I joined FB dating a few months ago, with some other people I knew from a meet up group I go to, just for fun, as they say. and met an older person (7 years than me, and i am 69), and we got on famously online, chatting about this and that, so we decided to meet for coffee, and thats where the story shifts. seems we are fabulous ad friends online, but absolute rubbish at one to ones. He was really lovely and treated me to a wonderful, and expensive birthday meal, but when i went shopping with him he was angry, and almost abusive. and I couldt take that, (previous history I suppose)so told him thank but no thanks.
BUT
we have started chatting online again and hes so funny and we talk about our lives etc, so why is it i ask, that we cant be like it when we meet up?
He has had his problems, hes gone thru cancer,therapy and not the best health wise, and I accept that, and understand his problems
but I cant understand how we can be great mates online but not in real life?
am I trying too hard?
or should I put it to rest?
am I at fault?

keepingquiet Mon 13-Oct-25 21:16:33

What an interesting post!

I will just answer your final questions here:

In some ways it doesn't surprise me too much. I think we all tend to have on-line personas that don't quite much up to the people we really are.

Are you trying too hard to do what? Be someone else maybe- a better version of you? Maybe that's what your friend is trying to do too. I think you should just be honest with him.

Whether you put it to rest so to speak depends on how honest you can be, and whether he agrees with you or not. If he accepts he isn't the person he pretends to be on-line then fair enough, but you may as well converse with a robot if all you want is someone you can like.

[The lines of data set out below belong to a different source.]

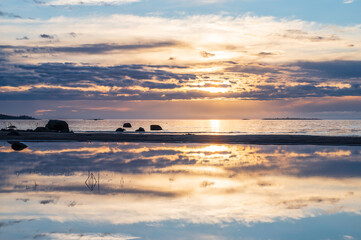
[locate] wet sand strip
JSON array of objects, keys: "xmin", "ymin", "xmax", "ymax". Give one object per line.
[{"xmin": 0, "ymin": 132, "xmax": 361, "ymax": 146}]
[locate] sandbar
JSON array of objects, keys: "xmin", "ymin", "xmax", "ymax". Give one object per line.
[{"xmin": 0, "ymin": 131, "xmax": 361, "ymax": 146}]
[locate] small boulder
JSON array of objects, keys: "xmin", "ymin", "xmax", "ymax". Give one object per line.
[
  {"xmin": 34, "ymin": 127, "xmax": 49, "ymax": 132},
  {"xmin": 45, "ymin": 120, "xmax": 69, "ymax": 132},
  {"xmin": 135, "ymin": 127, "xmax": 145, "ymax": 132},
  {"xmin": 150, "ymin": 125, "xmax": 163, "ymax": 131},
  {"xmin": 6, "ymin": 129, "xmax": 20, "ymax": 136},
  {"xmin": 9, "ymin": 142, "xmax": 28, "ymax": 151}
]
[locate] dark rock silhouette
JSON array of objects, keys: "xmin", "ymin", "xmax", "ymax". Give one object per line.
[
  {"xmin": 45, "ymin": 120, "xmax": 69, "ymax": 132},
  {"xmin": 9, "ymin": 142, "xmax": 28, "ymax": 151},
  {"xmin": 6, "ymin": 129, "xmax": 20, "ymax": 136},
  {"xmin": 34, "ymin": 127, "xmax": 49, "ymax": 132},
  {"xmin": 150, "ymin": 125, "xmax": 163, "ymax": 131},
  {"xmin": 135, "ymin": 127, "xmax": 145, "ymax": 132}
]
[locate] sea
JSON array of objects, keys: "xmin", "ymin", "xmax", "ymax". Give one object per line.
[
  {"xmin": 0, "ymin": 119, "xmax": 361, "ymax": 136},
  {"xmin": 0, "ymin": 119, "xmax": 361, "ymax": 240}
]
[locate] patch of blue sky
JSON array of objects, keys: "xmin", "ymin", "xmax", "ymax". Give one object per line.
[
  {"xmin": 0, "ymin": 0, "xmax": 361, "ymax": 25},
  {"xmin": 0, "ymin": 213, "xmax": 361, "ymax": 240}
]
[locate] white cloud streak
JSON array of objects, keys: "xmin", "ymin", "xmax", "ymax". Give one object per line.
[{"xmin": 45, "ymin": 0, "xmax": 139, "ymax": 5}]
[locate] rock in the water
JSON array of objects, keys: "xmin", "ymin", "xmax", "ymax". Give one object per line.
[
  {"xmin": 135, "ymin": 127, "xmax": 145, "ymax": 132},
  {"xmin": 45, "ymin": 120, "xmax": 69, "ymax": 132},
  {"xmin": 9, "ymin": 142, "xmax": 28, "ymax": 151},
  {"xmin": 34, "ymin": 127, "xmax": 49, "ymax": 132},
  {"xmin": 150, "ymin": 125, "xmax": 163, "ymax": 131},
  {"xmin": 6, "ymin": 129, "xmax": 20, "ymax": 136}
]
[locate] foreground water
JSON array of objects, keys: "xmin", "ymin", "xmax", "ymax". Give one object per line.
[
  {"xmin": 0, "ymin": 119, "xmax": 361, "ymax": 136},
  {"xmin": 0, "ymin": 142, "xmax": 361, "ymax": 240}
]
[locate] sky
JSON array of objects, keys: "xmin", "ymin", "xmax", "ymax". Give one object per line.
[{"xmin": 0, "ymin": 0, "xmax": 361, "ymax": 119}]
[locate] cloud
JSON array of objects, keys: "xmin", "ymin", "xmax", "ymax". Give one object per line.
[
  {"xmin": 200, "ymin": 51, "xmax": 216, "ymax": 58},
  {"xmin": 0, "ymin": 11, "xmax": 22, "ymax": 18},
  {"xmin": 40, "ymin": 0, "xmax": 140, "ymax": 6},
  {"xmin": 39, "ymin": 34, "xmax": 55, "ymax": 39},
  {"xmin": 0, "ymin": 41, "xmax": 180, "ymax": 54},
  {"xmin": 16, "ymin": 36, "xmax": 30, "ymax": 40},
  {"xmin": 296, "ymin": 60, "xmax": 361, "ymax": 79}
]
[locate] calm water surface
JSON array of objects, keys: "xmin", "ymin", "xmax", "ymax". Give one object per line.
[
  {"xmin": 0, "ymin": 119, "xmax": 361, "ymax": 136},
  {"xmin": 0, "ymin": 142, "xmax": 361, "ymax": 240}
]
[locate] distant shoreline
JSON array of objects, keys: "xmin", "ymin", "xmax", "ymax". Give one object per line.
[
  {"xmin": 0, "ymin": 114, "xmax": 38, "ymax": 120},
  {"xmin": 262, "ymin": 118, "xmax": 322, "ymax": 120},
  {"xmin": 0, "ymin": 131, "xmax": 361, "ymax": 146}
]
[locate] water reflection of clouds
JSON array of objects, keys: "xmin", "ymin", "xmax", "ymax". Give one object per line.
[{"xmin": 0, "ymin": 143, "xmax": 361, "ymax": 227}]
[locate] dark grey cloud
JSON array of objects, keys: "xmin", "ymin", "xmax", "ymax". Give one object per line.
[
  {"xmin": 0, "ymin": 58, "xmax": 361, "ymax": 100},
  {"xmin": 227, "ymin": 64, "xmax": 280, "ymax": 75}
]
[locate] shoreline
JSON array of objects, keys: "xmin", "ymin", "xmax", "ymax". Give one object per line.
[{"xmin": 0, "ymin": 131, "xmax": 361, "ymax": 146}]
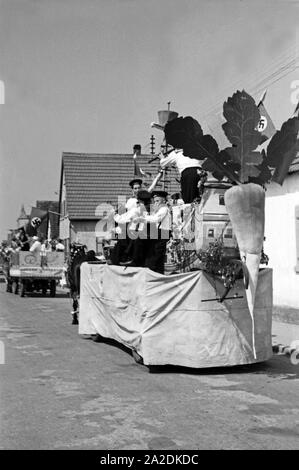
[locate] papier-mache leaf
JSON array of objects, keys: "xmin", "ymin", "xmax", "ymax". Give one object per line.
[
  {"xmin": 267, "ymin": 117, "xmax": 299, "ymax": 184},
  {"xmin": 222, "ymin": 90, "xmax": 263, "ymax": 183},
  {"xmin": 164, "ymin": 116, "xmax": 203, "ymax": 149}
]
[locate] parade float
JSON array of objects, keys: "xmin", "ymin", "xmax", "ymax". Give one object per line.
[{"xmin": 79, "ymin": 90, "xmax": 299, "ymax": 368}]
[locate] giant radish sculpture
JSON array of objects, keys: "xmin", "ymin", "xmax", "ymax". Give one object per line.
[{"xmin": 164, "ymin": 90, "xmax": 299, "ymax": 358}]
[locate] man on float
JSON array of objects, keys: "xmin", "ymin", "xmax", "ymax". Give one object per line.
[
  {"xmin": 125, "ymin": 178, "xmax": 142, "ymax": 211},
  {"xmin": 134, "ymin": 190, "xmax": 171, "ymax": 274},
  {"xmin": 110, "ymin": 178, "xmax": 142, "ymax": 265}
]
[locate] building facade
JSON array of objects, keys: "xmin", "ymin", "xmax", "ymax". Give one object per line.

No, you are not at fault and don't put yourself through some false guilt. You put that he was almost abusive? Who wants that?

Either keep to chatting on-line or meeting for coffee but certainly don't go shopping with him!

PaynesGrey Tue 14-Oct-25 14:54:56

The anger is a huge red flag.

Odds on he’s hiding something, probably a wife or a long-term partner or playing the field. He can only keep the mask on for so long before his own guilt and self-loathing about what he’s doing comes to the fore.

Don’t make excuses for him or blame yourself for his poor behaviour. This has no future. Shut it down.